Mais comment appréhender la structure tridimensionnelle d’une molécule complexe ? J’ai d’abord acquis, mais oui, un kit de construction de modèles chimiques, qui m’a permis de prendre la photo qui illustre ce post. J’ai cette passion de la chimie depuis un demi-siècle, quand je me vis offrir à Noël une boite de petit chimiste. Ça s’appelait « chimie 2000 », j’avais dix ans.
J’ai eu vite envie d’aller plus loin et de dessiner moi même dans un logiciel dédié cette kétamine que je fréquente depuis plus de trente ans. Plusieurs solutions existent, je vous en donne quelques unes :
La plus simple : aller sur le site « PubChem« , l’équivalant chimique de PubMed, l’immense base de données scientifique qui est la bibliothèque d’Alexandrie moderne. On y trouve la molécule en 3D, pondue toute fraiche, il n’y a qu’à la manipuler à la souris sous tous les angles. On a le choix du type de représentation, atomes, bâtons, enveloppes électroniques. PubChem répertorie une quantité inépuisable de molécules complexes et comporte même un outil de conception (Draw Structure, sur sa page d’accueil).
Bon, c’est un peu facile.
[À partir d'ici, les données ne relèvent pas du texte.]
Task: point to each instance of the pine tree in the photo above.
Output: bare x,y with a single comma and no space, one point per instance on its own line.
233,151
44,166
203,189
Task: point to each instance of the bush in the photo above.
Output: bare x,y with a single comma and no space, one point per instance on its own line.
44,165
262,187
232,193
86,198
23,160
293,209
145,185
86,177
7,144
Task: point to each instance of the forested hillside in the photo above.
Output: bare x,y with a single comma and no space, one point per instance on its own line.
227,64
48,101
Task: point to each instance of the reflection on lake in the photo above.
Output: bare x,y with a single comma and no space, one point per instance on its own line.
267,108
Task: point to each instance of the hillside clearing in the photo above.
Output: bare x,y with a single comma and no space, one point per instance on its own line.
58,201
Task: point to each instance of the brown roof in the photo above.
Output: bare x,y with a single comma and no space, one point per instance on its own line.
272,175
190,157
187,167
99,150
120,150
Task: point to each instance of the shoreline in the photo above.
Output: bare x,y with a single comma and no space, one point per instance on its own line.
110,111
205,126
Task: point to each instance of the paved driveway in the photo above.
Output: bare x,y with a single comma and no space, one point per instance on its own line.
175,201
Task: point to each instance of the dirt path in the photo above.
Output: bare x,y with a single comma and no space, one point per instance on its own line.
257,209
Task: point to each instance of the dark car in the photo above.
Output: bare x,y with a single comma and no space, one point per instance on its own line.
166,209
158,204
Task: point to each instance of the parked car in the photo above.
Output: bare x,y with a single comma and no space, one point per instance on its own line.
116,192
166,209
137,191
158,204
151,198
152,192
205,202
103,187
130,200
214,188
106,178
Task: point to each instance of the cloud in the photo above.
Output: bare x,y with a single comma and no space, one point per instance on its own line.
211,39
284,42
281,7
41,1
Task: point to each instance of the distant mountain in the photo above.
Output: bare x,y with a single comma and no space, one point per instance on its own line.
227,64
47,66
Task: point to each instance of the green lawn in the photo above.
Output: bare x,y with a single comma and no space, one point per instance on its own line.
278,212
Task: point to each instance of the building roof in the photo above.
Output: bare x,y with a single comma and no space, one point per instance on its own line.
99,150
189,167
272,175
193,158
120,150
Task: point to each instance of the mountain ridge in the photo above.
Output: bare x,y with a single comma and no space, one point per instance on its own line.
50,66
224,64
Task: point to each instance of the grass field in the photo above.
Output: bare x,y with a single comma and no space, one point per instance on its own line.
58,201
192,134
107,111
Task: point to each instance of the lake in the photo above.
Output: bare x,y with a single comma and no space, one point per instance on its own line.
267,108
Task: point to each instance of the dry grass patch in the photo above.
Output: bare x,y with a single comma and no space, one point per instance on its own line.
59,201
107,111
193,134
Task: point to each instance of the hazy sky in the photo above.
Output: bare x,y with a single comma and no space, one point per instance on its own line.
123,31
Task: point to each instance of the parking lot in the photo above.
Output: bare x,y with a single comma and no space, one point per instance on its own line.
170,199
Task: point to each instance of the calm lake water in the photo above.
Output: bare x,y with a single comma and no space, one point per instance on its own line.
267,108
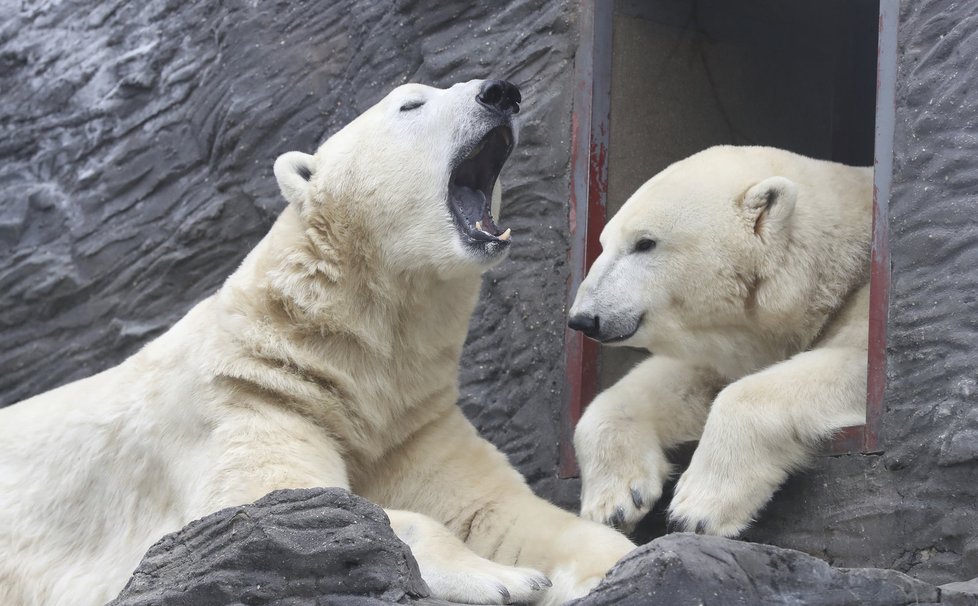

Moins évident, MolView, une application en ligne, permet de visualiser dans l’espace une molécule qu’on dessine en 2D grâce à des outils très intuitifs. Là encore, choix du type de représentation, mais pas facile de gérer les énantiomères.
Enfin, le top, gratuit de surcroit, c’est… Avogadro. On y construit la molécule directement en 3D (de la vraie Conception Assistée par Ordinateur), atome par atome, ou plus facilement en insérant un radical de la bibliothèque, avec la possibilité d’optimiser les angles des liaisons chimiques de diverses manières, y compris en torturant la molécule avec l’outil auto-optimisation. Ça donne l’impression de triturer un modèle en caoutchouc. Le passage d’un énantiomère à l’autre est simplissime (invert chirality) ! Toutes les représentations sont possibles, on peut animer la molécule et l’usage est intuitif, moyennant la consultation de tutoriels : simple, un peu plus complet, voire exhaustif, mais Avogadro dispense aussi son manuel en ligne. Cerise sur le gâteau, Avogadro importe les formats de sauvegarde (sdf) de PubChem ! Si je l’avais su, j’aurais gagné du temps. Je vous fais ce petit cadeau.
Amusez-vous bien.
et en bonus une petite vidéo sur mon espace FlickR, capturée dans Avogadro et éditée en ligne, mais c’est encore une autre histoire.